Cryptocurrencies may become a part of the personal savings category, protected from seizures on behalf of creditors.
As Brazilian lawmakers discuss the bill that would grant strong protection to a sizable portion of the savings assets of debtors, a separate initiative is seeking to include crypto in the latest version of the bill.
Bill number 4.420/2021, authored by Deputy Carlos Bezerra, is currently being considered by the Constitution, Justice and Citizenship Committee of the lower chamber of the Brazilian Parliament. Amending the Code of Civil Procedure, issued in 2015, it aims to protect the private savings of individuals up to an amount equal to 40 minimum wages from potential seizure on behalf of their creditors.
On Sept. 15, the bill’s rapporteur, Deputy Felipe Francischini, officially confirmed its agreement with a recent amendment suggestion from another Deputy, Fernando Marangoni, to include crypto assets in the list of protected funds. According to Francischini’s note:
“Nowadays, people’s investment behavior changed, with the traditional savings account losing ground to other forms of financial investment.”

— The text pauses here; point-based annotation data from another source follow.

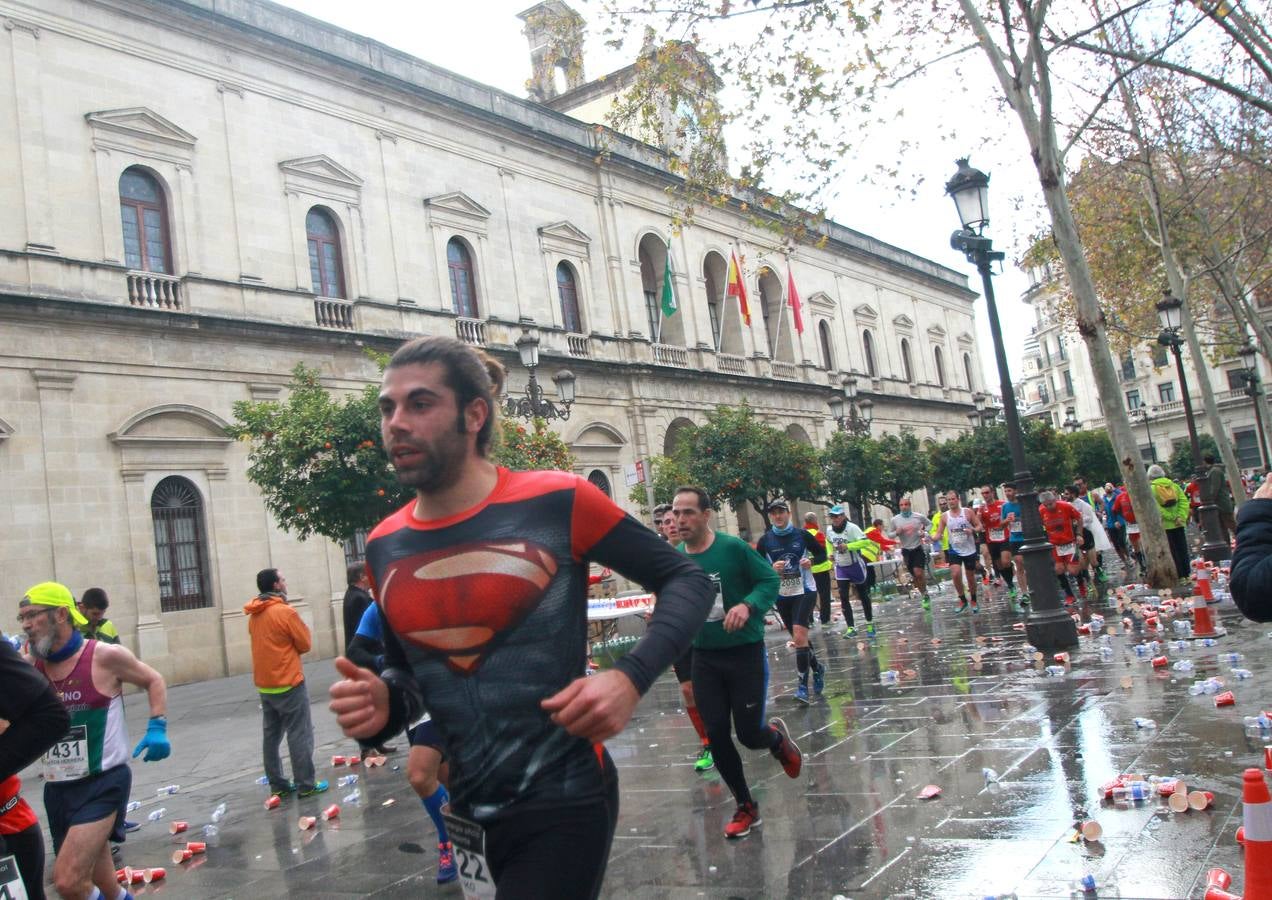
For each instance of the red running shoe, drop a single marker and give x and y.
(743, 820)
(786, 751)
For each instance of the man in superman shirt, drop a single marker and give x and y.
(482, 586)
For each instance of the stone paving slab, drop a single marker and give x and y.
(851, 826)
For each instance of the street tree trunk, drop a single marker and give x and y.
(1027, 76)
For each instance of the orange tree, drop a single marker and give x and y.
(739, 459)
(321, 467)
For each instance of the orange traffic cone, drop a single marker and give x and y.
(1203, 620)
(1203, 584)
(1258, 835)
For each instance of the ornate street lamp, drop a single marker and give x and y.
(536, 404)
(1048, 624)
(1144, 415)
(850, 413)
(1249, 365)
(1170, 314)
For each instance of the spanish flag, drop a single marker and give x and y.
(737, 287)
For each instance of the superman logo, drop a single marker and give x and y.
(456, 601)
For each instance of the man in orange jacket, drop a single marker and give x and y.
(279, 637)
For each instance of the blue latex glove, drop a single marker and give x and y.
(155, 741)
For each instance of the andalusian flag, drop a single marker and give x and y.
(737, 287)
(668, 287)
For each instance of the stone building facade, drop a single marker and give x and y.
(200, 196)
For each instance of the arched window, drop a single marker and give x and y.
(181, 547)
(868, 346)
(569, 293)
(326, 267)
(463, 286)
(601, 481)
(145, 223)
(823, 336)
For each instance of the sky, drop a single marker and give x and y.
(482, 40)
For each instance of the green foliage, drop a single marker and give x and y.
(739, 459)
(319, 463)
(529, 449)
(1181, 465)
(851, 465)
(317, 459)
(982, 456)
(667, 473)
(1093, 456)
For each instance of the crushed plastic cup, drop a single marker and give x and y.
(1201, 800)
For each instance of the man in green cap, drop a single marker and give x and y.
(87, 776)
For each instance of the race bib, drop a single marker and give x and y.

Such inclusion became possible after the Brazilian crypto framework came into effect in June 2023. The current amendment refers specifically to this framework, defining virtual assets as “digital representations of value that can be traded or transferred via electronic means and used for making payments or investments.”
Acknowledgment of crypto as real money has an opposite side in Brazil. In August, a congressional committee approved amendments to a bill that would raise taxes on cryptocurrencies held overseas.